Espero que con Colin White, desaparezcan estos trágicos acontecimientos, y pediremos a los hados que se apiaden de nosotros para que podamos seguir disfrutando de esos mayores que aún tienen tanto que enseñarnos.

Saludos.

Andrea Catalina Cabrera dijo...

Me costó varios meses entender el humor de Colin cuando lo conocí. Ese humor ácido que casi me hacía llorar cuando llegué de Puebla al D.F. Me da un poco de pudor hablar de mi experiencia personal como alumna de Colin aunque al mismo tiempo creo que sólo así puedo hablar de él ahora.

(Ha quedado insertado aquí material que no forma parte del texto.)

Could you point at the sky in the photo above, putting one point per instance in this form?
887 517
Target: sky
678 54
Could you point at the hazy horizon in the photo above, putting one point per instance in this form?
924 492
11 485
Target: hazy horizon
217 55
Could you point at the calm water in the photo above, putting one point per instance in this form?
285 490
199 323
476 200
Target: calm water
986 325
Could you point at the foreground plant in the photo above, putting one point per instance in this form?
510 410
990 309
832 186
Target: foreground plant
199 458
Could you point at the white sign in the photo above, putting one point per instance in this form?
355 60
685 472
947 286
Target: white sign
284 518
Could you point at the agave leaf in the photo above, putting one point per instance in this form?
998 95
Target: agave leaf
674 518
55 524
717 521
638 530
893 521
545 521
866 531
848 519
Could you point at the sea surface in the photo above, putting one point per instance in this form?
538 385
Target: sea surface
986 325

Yo llegaba tarde a clase de Colin, porque estudiaba también Teatro en Bellas Artes. Después que terminaban mis clases en el CNA, pasaba a comprarme una torta a Coyoacán mientras avanzaba hacia la UNAM. Y entonces pasaba por la ridícula situación de llegar tarde a clase de Colin. Tal vez eran sólo 5 mins pero para entonces él ya había empezado su clase. Era fácil que yo fuera la alumna a la que él escogía, como mencionas en tu post, para empezar la clase con una pregunta retórica y sarcástica. Es curioso, a mi, como a ti, me da mucho gusto acordarme de Colin. De haber conocido a un hombre como él. Sin dobleces, sin convencionalismos. Siempre cuestionando lo que todos dabamos por hecho. Quería verlo y hablar con él de su país y de sus viajes en barco. Ahora que sentía que lo entendía un poco más a él, a su país y a los barcos. Pero no me esperó. Cuando me despedía de él siempre le mandaba un beso. Y él se enojaba. De la manera en que se enojaba siempre; sonriendo.

Anónimo dijo...

Acabo de leer Adiós al maestro.
Yo también recuerdo a un gran maestro, y después de siete años me siguen cayendo veintes gracias a lo que mi maestro decía en sus clases y sobre todo gracias a su ejemplo. Siempre me pareció auténtico y me contagiaba su amor por la literatura. En las clases mi maestro no jugaba al general con sus soldados, creo que más bien prefería mostrarse en calma y eso le permitía reflejar su esencia. Le agradezco que no haya querido jugar a hacerse el “malo”, pues desde mi punto de vista no era y no es necesario. A mi me asombra más y confío más en la gente que refleja armonía, como los niños que no tienen necesidad de ponerse disfraces, los niños simplemente se muestran como son y demuestran su amor por la vida y su felicidad sin complicarse y sin complicar a los demás, y además expresan lo que realmente están sintiendo. Me enamora más la calidez y la sencillez. Mi maestro no adoptó la pose de gran intelectual y su discurso nunca me pareció una repetición de los libros de crítica literaria, era fácil darse cuenta de que sabía pensar pero que también sabía sentir. Estoy convencida de que él hace falta en la UNAM, pues es necesario aprender a “sentir los fantasmas de los personajes” como él bien decía. Y sí, por esto lo amo, porque para mí, él es un ejemplo de quien sabe pensar y sobre todo de quien sabe lo que es sentir, y de lo que sentir implica en el mundo literario.
Él es Agustín, AGUSTÍN CADENA.

Agustin Cadena dijo...

Ay, no sé qué decir. A mí también me hace falta la UNAM. Gracias.

Anónimo dijo...

Yo estudié derecho y recuerdo a una persona así ,que incluso a un material tan árido lo hacìa vivir como el escurltor da personalidad a la inerte piedra.
Perdón ,recién leo tu blog.Has estudiado en México?

Agustin Cadena dijo...

Soy mexicano, Ana. Viví en México la mayor parte de mi vida, hice allá la Universidad y espero volver.

Paula Ruggeri dijo...

Qué persona más bella que has pintado.

Agustin Cadena dijo...

Ciertamente era una persona bella, Paula.